Rwanda, Part Two?
"All Tutsis will perish. They will disappear from the earth. Slowly, slowly, slowly. We will kill them
like rats," intoned Radio Milles Collines at the height of 1994's 100-day Rwandan genocide, rallying Hutu militias to finish off the minority Tutsis. But after the horrific bloodletting, many of the Hutu fighters fled to the Congo, where they found refuge in remote regions and lay relatively low with their arms at hand. Now, say analysts, they lay at the heart of the Congo conflict that has recently displaced a quarter of a million people:
- "Congo's ethnic Tutsi rebel leader, Laurent Nkunda, has used the threat they pose to justify carving out his own fiefdom in the mineral-rich east.

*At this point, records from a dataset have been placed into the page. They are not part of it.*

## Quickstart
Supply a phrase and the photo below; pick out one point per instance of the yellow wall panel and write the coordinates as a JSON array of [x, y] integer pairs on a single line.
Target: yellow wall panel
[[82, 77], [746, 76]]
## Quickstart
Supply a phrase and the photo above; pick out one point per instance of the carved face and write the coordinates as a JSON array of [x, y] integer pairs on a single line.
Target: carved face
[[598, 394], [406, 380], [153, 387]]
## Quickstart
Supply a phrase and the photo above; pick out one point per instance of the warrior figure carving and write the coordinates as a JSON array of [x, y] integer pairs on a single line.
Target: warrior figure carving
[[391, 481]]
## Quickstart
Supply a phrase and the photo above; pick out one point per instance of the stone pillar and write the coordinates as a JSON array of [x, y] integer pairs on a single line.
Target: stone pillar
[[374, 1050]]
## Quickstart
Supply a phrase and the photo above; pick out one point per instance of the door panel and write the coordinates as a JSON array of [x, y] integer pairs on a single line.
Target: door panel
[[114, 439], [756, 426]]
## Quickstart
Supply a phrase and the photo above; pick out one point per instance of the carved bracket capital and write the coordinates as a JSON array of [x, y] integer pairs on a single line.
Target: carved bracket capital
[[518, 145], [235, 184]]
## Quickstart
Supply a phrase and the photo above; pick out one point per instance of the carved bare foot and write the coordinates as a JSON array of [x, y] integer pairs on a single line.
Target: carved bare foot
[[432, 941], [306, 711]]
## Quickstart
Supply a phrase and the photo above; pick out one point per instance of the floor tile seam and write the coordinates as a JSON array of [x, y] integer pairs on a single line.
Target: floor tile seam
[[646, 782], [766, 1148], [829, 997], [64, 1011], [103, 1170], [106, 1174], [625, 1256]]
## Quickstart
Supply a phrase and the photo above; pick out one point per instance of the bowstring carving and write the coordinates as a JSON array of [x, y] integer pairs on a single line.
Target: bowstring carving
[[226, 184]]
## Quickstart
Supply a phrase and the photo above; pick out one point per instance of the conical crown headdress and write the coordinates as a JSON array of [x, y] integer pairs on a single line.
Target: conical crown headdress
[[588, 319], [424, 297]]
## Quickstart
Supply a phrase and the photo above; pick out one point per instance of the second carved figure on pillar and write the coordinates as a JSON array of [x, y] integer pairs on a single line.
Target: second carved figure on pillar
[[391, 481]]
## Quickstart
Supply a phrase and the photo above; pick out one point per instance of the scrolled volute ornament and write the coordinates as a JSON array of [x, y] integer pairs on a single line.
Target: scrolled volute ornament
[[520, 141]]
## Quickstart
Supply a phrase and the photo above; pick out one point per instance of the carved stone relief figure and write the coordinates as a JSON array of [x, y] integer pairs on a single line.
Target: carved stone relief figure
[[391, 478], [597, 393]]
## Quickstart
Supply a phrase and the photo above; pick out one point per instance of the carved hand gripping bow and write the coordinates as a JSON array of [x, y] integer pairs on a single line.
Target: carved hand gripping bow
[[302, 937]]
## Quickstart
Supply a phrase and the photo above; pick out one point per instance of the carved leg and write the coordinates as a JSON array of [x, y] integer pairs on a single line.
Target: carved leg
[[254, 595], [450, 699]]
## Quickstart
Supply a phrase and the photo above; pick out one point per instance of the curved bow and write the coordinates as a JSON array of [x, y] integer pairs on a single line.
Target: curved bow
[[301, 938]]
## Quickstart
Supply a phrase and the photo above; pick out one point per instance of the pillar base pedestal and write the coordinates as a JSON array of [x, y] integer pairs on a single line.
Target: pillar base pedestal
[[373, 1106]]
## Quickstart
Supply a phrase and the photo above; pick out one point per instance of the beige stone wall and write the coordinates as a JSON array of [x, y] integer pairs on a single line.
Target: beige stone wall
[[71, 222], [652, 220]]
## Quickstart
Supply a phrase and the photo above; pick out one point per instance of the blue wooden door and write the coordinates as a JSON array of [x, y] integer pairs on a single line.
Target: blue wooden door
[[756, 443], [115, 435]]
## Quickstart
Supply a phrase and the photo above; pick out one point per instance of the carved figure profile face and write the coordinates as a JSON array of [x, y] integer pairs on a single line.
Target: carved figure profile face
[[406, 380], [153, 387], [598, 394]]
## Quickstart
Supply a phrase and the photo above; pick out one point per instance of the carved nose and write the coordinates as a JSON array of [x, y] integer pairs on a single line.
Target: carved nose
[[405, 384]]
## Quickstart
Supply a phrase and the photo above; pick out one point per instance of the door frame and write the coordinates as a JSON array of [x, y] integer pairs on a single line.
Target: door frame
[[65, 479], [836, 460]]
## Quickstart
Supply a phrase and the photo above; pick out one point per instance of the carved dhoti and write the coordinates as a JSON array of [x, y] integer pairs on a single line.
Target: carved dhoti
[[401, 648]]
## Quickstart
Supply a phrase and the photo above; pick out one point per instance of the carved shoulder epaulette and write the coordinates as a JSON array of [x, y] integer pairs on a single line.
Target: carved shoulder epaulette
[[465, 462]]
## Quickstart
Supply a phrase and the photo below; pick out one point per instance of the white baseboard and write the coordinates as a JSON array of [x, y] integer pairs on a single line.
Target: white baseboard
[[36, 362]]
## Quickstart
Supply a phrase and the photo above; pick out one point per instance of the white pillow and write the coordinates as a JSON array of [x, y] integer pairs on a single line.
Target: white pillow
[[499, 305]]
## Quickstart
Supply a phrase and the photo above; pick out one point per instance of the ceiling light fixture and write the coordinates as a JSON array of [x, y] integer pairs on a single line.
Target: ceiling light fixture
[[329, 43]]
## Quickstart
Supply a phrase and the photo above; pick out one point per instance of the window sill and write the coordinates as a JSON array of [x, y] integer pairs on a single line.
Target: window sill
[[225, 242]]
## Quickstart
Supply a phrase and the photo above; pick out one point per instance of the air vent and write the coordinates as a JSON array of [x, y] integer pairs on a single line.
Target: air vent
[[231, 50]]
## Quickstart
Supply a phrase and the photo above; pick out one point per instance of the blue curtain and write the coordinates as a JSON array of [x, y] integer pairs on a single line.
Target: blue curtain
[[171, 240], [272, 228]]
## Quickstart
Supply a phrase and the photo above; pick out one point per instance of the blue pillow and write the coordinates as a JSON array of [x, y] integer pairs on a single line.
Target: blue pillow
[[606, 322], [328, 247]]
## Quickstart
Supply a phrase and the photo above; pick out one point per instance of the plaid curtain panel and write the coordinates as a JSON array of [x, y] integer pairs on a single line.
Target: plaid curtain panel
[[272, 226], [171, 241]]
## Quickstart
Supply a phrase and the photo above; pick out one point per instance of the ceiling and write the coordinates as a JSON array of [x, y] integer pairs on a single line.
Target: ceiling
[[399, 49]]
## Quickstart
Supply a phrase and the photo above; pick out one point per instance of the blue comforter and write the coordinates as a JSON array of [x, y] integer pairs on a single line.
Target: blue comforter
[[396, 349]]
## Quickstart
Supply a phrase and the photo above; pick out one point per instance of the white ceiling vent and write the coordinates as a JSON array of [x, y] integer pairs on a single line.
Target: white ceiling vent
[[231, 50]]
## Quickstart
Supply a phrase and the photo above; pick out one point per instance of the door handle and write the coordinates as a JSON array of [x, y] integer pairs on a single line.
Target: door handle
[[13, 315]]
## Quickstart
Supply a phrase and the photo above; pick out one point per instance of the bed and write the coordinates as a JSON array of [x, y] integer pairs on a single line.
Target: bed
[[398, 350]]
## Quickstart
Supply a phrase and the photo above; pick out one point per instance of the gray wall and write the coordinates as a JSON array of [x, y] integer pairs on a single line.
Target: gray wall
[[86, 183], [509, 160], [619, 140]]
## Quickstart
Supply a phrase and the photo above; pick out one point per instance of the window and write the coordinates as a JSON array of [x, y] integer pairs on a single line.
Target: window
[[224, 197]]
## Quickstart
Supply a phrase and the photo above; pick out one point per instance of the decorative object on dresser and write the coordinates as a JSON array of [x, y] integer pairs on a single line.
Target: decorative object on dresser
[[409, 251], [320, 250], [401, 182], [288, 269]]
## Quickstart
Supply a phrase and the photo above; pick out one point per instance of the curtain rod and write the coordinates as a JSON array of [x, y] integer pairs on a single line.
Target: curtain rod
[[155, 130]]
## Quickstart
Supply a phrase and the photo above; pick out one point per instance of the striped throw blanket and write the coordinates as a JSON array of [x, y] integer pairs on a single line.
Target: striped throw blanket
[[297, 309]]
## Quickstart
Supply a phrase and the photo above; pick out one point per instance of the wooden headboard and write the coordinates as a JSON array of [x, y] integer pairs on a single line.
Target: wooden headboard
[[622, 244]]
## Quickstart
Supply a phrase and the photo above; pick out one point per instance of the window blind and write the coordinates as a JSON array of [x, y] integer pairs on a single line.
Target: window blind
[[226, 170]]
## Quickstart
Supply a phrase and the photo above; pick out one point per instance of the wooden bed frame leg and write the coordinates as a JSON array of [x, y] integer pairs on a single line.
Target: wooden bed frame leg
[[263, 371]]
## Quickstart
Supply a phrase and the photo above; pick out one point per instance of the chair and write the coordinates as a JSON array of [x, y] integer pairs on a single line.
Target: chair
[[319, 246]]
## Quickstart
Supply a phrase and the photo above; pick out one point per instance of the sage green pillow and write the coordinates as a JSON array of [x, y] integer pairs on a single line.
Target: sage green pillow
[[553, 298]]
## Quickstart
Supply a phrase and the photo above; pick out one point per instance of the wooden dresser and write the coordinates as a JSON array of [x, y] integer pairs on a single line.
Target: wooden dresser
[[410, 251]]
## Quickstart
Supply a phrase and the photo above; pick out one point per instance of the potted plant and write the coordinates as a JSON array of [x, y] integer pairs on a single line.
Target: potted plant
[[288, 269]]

That fiefdom grew dramatically in recent days as his fighters advanced dozens of kilometers (miles) south to the gates of the provincial capital, Goma, forcing a beleaguered army and humiliated U.N. peacekeepers to retreat.
Nkunda called a unilateral cease-fire and suddenly halted his advance. It's unclear why, but there was certainly intense diplomatic pressure to do so. And seizing a city that's home to hundreds of thousands of people and serves as the regional headquarters of the U.N. and aid groups could have been difficult.
...Nkunda accuses Congo's army of supplying the Hutu extremists with arms, while Congo accuses Nkunda of getting support from Rwanda's Tutsi-led government.
Nkunda claims he must fight to protect Tutsis. But many residents of eastern Congo view Nkunda with deep distrust and say he is a Rwandan puppet. They charge that he has exaggerated threats to the minority Tutsi community and is more interested in power and exploiting lucrative mineral riches than protecting Tutsis."